M A R A
Here are the rough notes from the first meet for VC start up. PM me if you are interested in investing.
Accepting ground floor offers upwards of $2.5 million. Prospectus on demand.
Trumps in glass cages.
A twenty five year growth income opportunity with long residuals.
Originally proposed as a modification to my Guantanamo Bay business model, for the previous Republican Criminal gang,the new model for housing trial-waiting-Trumps and for their post trial incarceration is a purpose built facility in NYC. As mainstream prison population is not going to work well for The Kush. Or Ivanka. .

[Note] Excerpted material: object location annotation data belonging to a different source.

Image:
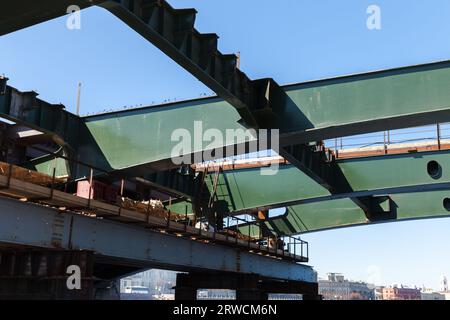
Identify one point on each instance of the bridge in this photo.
(91, 191)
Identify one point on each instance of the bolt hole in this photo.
(446, 204)
(434, 169)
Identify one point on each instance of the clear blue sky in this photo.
(289, 40)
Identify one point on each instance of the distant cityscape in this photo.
(158, 285)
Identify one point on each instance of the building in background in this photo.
(401, 293)
(336, 287)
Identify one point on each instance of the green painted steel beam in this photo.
(242, 190)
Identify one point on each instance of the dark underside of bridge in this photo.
(97, 194)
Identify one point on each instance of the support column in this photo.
(185, 294)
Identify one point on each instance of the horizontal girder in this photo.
(42, 227)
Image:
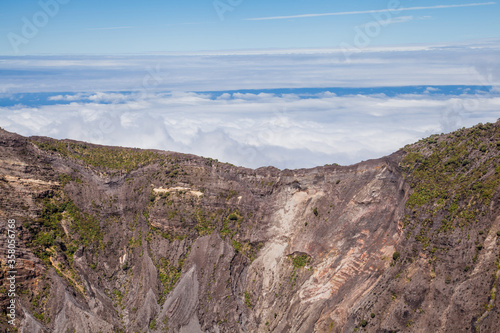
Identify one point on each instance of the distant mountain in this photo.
(113, 239)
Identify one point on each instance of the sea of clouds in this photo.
(167, 101)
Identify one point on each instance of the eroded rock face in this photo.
(165, 242)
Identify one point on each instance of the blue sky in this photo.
(122, 26)
(252, 82)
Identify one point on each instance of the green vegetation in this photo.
(169, 275)
(453, 178)
(115, 158)
(204, 224)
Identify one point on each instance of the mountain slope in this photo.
(115, 239)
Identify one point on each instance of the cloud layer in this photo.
(151, 101)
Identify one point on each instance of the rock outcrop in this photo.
(125, 240)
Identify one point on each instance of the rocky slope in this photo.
(126, 240)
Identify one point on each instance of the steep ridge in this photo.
(126, 240)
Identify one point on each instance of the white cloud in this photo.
(445, 64)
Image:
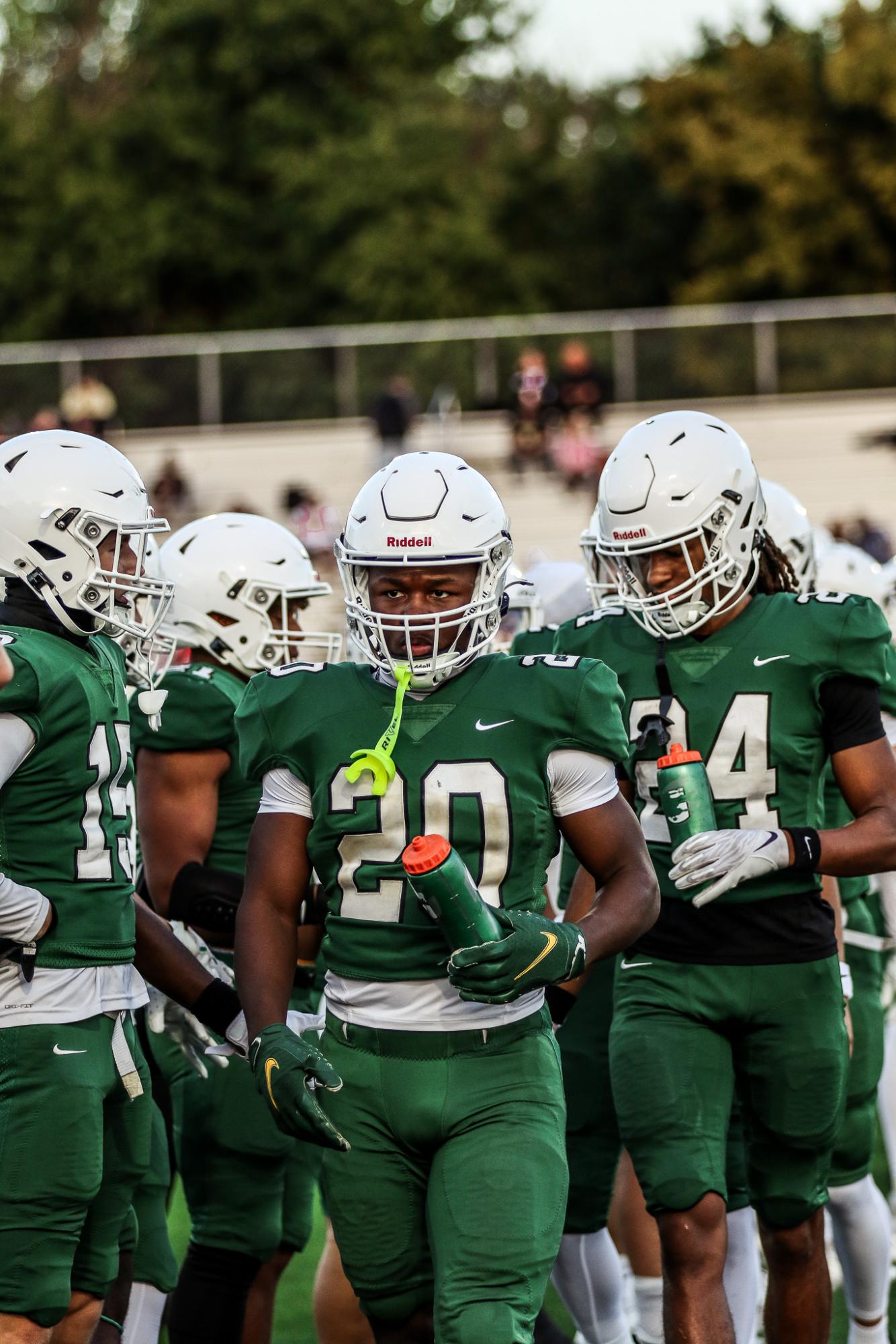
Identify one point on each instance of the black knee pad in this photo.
(210, 1300)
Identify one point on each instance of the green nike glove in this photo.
(288, 1069)
(537, 952)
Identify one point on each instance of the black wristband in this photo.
(206, 898)
(217, 1007)
(807, 848)
(559, 1001)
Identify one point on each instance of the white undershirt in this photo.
(53, 995)
(577, 781)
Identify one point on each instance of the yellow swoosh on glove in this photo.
(551, 944)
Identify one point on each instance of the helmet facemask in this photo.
(472, 627)
(119, 600)
(261, 636)
(714, 585)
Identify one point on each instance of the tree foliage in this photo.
(201, 165)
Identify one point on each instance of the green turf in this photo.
(294, 1321)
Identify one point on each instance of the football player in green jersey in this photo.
(75, 1106)
(859, 1212)
(445, 1169)
(241, 588)
(741, 984)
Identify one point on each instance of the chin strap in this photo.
(659, 725)
(379, 760)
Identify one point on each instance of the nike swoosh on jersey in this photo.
(269, 1067)
(551, 938)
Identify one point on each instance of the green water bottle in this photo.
(686, 796)
(441, 882)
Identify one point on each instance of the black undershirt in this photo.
(781, 929)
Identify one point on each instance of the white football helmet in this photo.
(62, 498)
(427, 510)
(234, 576)
(848, 569)
(600, 576)
(525, 609)
(678, 479)
(562, 586)
(789, 527)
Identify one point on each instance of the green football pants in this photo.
(73, 1148)
(854, 1149)
(684, 1036)
(593, 1132)
(155, 1259)
(455, 1191)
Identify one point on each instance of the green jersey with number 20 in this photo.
(471, 765)
(748, 698)
(65, 823)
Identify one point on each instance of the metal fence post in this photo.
(71, 370)
(625, 365)
(765, 353)
(487, 371)
(346, 370)
(210, 393)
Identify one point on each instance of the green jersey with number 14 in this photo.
(65, 820)
(471, 765)
(748, 698)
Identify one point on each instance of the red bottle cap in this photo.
(678, 756)
(424, 854)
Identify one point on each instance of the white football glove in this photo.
(167, 1018)
(202, 952)
(726, 859)
(237, 1040)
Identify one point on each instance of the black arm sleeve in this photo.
(206, 897)
(851, 710)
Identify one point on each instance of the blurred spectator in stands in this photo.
(88, 406)
(46, 418)
(533, 398)
(315, 525)
(173, 496)
(577, 451)
(393, 414)
(870, 537)
(581, 385)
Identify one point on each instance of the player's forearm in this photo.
(866, 846)
(628, 906)
(165, 961)
(264, 961)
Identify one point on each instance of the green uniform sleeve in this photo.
(864, 643)
(197, 715)
(22, 695)
(600, 723)
(268, 730)
(889, 687)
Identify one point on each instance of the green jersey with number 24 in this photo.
(65, 823)
(471, 765)
(748, 698)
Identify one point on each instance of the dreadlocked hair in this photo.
(776, 572)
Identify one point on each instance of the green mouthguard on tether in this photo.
(379, 760)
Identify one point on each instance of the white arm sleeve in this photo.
(22, 909)
(285, 792)
(580, 780)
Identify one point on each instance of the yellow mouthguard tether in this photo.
(379, 760)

GITMO is ruled out for commercial reasons and it is now decided the location will be NYC, in a refurbished Trump Tower. Interior design by Krasnopovich. The worlds leading glass build architect working with 20,000 feet of Trump Tower to refurbish as cells and facilities.
Following arrest of the crime gang the building will become ‘proceeds of crime’ and title will be awarded to MARA. The first asset of the company.
25 inmates will be tried and housed here following arrest. No bail for any of the big 25 and only that top 25 will make it to the ‘Glass Tower’. Trump being number two. The Kush being number one, as he is in real life. The tour highlight cell.
All will serve solitary. All naked. All visible through clear glass. All the time. For life. (Or 25 years. To be determined at the trial.)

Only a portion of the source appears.